A.M.: Destacaría dos retos principales. Por un lado, junto a Mikel y Jaime, avanzar en la interconexión entre departamentos y subcontratas mediante herramientas como Teams o Planner, para mejorar el flujo de información sobre los eventos. Por otro, de la mano del nuevo departamento de Calidad y Sostenibilidad, alcanzar los objetivos marcados en estas áreas en todas las fases de los eventos.

A nivel personal, ¿qué es lo que más os ilusiona de esta nueva etapa?
M.M.: Están siendo años de relevo, coincidiendo con la jubilación de varios responsables que han estado desde los comienzos de Baluarte. Al mismo tiempo, compañeros de mi generación están incorporándose al equipo. Esto me hace afrontar los próximos años con la misma ilusión que al principio, pensando que compartiré esta etapa con personas con las que he disfrutado trabajando durante mucho tiempo.

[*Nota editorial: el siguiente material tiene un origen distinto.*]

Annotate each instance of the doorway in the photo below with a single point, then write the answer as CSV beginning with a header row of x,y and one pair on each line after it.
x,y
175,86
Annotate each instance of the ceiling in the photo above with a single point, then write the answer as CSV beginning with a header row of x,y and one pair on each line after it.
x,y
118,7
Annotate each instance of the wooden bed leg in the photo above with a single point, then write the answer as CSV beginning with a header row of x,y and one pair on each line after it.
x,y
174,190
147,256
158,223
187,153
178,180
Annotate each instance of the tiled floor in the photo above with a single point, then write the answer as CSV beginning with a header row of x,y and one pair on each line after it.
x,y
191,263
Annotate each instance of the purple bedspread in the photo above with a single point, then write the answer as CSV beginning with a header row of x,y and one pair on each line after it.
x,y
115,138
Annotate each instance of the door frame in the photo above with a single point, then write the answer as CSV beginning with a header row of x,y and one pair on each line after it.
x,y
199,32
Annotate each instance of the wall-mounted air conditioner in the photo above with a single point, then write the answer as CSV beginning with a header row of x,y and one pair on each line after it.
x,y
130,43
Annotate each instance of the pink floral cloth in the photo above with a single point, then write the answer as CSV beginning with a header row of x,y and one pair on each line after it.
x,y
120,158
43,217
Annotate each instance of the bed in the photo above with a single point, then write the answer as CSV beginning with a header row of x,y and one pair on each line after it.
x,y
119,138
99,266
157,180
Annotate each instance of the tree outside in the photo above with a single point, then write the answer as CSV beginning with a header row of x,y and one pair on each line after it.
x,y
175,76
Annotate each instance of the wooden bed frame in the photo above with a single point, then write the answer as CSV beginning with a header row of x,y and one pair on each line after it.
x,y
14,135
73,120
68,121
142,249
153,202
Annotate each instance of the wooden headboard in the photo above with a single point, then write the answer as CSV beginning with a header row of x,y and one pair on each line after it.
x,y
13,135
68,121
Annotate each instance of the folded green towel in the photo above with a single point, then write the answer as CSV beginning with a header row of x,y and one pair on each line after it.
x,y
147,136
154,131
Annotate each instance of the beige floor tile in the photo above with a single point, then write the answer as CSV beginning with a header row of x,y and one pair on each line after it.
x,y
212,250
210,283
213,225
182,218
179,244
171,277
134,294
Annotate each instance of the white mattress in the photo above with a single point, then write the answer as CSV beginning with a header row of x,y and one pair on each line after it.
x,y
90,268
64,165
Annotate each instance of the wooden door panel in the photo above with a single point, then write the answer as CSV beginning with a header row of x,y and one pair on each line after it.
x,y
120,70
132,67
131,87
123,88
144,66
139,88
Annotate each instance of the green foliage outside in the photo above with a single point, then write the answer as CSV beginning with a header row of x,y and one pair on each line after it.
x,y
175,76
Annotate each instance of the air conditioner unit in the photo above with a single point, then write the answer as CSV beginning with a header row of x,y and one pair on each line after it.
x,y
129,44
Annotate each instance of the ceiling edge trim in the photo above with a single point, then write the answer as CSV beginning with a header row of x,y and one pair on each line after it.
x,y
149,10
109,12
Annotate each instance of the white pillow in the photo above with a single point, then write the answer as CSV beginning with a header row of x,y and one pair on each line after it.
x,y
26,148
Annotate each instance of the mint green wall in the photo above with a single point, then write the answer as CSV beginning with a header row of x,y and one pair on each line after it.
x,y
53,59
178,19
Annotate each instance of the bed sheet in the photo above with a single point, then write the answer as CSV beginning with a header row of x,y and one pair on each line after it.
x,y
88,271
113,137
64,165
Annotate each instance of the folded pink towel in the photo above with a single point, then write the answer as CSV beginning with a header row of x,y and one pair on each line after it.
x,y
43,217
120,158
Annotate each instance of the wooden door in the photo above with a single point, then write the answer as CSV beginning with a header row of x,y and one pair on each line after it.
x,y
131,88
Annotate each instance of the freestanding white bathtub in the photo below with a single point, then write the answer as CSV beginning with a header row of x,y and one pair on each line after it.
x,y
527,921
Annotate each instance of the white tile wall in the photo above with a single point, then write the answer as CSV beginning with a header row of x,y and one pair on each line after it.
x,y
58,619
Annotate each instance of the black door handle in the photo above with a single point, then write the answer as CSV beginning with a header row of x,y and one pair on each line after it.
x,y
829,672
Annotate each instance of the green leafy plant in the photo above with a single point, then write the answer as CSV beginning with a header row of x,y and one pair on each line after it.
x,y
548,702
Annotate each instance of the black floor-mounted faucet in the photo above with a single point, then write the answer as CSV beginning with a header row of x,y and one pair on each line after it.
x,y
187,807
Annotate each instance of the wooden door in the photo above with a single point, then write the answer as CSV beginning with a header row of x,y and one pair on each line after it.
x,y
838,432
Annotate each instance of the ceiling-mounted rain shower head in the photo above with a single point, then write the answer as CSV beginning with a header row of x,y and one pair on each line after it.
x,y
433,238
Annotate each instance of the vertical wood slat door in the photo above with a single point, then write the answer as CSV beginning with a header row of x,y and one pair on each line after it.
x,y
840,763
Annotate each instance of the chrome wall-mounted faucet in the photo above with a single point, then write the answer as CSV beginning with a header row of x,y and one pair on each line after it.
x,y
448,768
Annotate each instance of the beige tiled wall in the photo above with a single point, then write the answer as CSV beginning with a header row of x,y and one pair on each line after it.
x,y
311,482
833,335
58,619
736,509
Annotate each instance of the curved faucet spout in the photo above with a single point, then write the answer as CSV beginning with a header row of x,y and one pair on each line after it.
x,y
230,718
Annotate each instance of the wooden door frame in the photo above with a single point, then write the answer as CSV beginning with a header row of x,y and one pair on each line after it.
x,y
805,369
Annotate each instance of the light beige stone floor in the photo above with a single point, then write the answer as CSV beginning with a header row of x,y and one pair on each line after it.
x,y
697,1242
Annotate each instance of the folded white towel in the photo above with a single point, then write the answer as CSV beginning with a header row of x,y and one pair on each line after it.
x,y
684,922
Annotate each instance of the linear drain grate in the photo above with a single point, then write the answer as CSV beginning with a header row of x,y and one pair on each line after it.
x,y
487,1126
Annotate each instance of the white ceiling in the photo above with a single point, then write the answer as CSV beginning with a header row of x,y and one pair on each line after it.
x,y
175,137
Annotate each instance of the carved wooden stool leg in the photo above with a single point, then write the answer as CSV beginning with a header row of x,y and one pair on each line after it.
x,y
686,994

A.M.: Me ilusiona continuar con el trabajo que en su día inició Eduardo Nanclares y que después ha liderado Sabin Arruti junto al equipo de Operaciones, para seguir siendo el nexo de unión del conjunto del edificio. En este sentido, me alegra especialmente haber recuperado la reunión semanal de coordinación entre Operaciones y nuestros compañeros de Escenarios, Audiovisuales, TIC y Mantenimiento. En ella compartimos con las subcontratas la información del calendario quincenal, elaborada a partir del trabajo previo de los departamentos Comercial y de Comunicación, lo que nos permite coordinar con mayor eficacia los montajes y eventos.